Improved the documentation

dhondta · dhondta · commit cf4b8b9fc5e5 · 2022-01-09T05:22:37.000+01:00
diff --git a/docs/features.md b/docs/features.md
@@ -330,83 +330,6 @@ Another example using 5-rounds base58:
 
 -----
 
-### Guess-decode an arbitrary input
-
-This is done by trying encodings using the breadth-first tree search algorithm. It stops when a given condition (by default, all characters must be printable), in the form of a function applied to the decoded string at the current depth, is met. It returns two results: the decoded string and a tuple with the related encoding names in order of application.
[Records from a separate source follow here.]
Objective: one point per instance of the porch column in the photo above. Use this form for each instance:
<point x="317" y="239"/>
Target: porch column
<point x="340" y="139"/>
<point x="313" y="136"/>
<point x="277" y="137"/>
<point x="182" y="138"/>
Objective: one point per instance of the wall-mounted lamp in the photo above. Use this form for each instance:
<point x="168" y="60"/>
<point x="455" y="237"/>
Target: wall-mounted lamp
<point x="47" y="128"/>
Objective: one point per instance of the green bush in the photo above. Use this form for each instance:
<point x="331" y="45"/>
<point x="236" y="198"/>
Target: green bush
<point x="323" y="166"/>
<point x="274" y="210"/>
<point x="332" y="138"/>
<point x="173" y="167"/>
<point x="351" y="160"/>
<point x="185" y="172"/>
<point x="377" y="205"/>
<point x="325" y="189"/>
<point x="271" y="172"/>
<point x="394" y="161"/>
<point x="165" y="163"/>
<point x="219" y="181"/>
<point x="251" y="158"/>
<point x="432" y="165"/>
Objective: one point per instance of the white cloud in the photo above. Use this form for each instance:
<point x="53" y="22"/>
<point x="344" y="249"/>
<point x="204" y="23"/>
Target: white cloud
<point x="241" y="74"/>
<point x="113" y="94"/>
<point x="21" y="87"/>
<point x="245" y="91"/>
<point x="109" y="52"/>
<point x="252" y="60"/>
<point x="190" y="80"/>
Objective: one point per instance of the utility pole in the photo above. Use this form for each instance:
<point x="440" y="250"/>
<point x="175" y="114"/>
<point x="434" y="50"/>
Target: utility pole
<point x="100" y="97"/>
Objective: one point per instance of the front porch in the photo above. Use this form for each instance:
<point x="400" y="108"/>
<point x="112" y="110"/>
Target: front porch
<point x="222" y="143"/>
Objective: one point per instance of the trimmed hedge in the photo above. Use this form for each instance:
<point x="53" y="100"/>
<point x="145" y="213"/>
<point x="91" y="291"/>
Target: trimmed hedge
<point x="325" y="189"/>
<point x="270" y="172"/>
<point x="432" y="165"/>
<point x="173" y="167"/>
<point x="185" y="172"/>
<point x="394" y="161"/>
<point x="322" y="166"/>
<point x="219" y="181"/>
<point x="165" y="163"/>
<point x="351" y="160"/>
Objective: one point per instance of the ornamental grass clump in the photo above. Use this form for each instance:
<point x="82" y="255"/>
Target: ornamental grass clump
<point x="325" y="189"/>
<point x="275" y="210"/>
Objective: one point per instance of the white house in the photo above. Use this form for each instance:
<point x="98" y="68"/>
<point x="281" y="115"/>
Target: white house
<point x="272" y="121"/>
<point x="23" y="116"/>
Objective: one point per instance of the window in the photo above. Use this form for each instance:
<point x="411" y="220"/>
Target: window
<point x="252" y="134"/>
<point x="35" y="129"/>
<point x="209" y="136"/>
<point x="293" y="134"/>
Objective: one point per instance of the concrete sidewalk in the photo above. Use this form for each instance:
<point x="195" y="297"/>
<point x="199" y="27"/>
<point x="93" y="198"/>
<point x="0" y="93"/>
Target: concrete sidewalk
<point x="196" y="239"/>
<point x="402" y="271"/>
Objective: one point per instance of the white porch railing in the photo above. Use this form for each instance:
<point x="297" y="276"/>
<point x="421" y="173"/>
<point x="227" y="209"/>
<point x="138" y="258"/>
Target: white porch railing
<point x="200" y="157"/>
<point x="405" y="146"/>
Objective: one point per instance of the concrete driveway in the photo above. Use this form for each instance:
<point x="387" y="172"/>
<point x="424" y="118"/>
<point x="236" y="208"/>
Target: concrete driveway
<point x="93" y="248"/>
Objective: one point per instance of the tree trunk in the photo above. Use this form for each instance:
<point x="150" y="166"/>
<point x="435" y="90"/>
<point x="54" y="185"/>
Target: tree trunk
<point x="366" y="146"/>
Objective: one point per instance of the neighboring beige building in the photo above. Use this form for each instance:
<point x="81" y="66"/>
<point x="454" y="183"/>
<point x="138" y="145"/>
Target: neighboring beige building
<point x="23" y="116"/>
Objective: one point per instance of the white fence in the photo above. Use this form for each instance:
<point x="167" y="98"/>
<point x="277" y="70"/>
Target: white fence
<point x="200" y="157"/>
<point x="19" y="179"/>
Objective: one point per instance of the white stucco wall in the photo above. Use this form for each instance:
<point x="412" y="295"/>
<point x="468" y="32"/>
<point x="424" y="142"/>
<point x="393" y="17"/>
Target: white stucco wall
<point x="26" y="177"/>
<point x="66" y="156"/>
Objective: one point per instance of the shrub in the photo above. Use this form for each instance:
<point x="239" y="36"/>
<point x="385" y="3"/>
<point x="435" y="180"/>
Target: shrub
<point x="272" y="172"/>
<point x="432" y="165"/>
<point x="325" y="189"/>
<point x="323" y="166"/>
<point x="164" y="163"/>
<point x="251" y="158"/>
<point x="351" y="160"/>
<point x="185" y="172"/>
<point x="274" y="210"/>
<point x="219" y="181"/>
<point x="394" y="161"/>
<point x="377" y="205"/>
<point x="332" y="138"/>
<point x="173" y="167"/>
The following parameters can be entered:
-
-- `stop_func`: can be a function or a regular expression to be matched (automatically converted to a function that uses the `re` module) ; by default, checks if all input characters are printable.
-- `max_depth`: the maximum depth for the tree search ; by default 5.
-- `codec_categories`: a string indicating a codec [category](#list-codecs) or a list of [category](#list-codecs) strings ; by default, `None`, meaning the whole [categories](#list-codecs) (very slow).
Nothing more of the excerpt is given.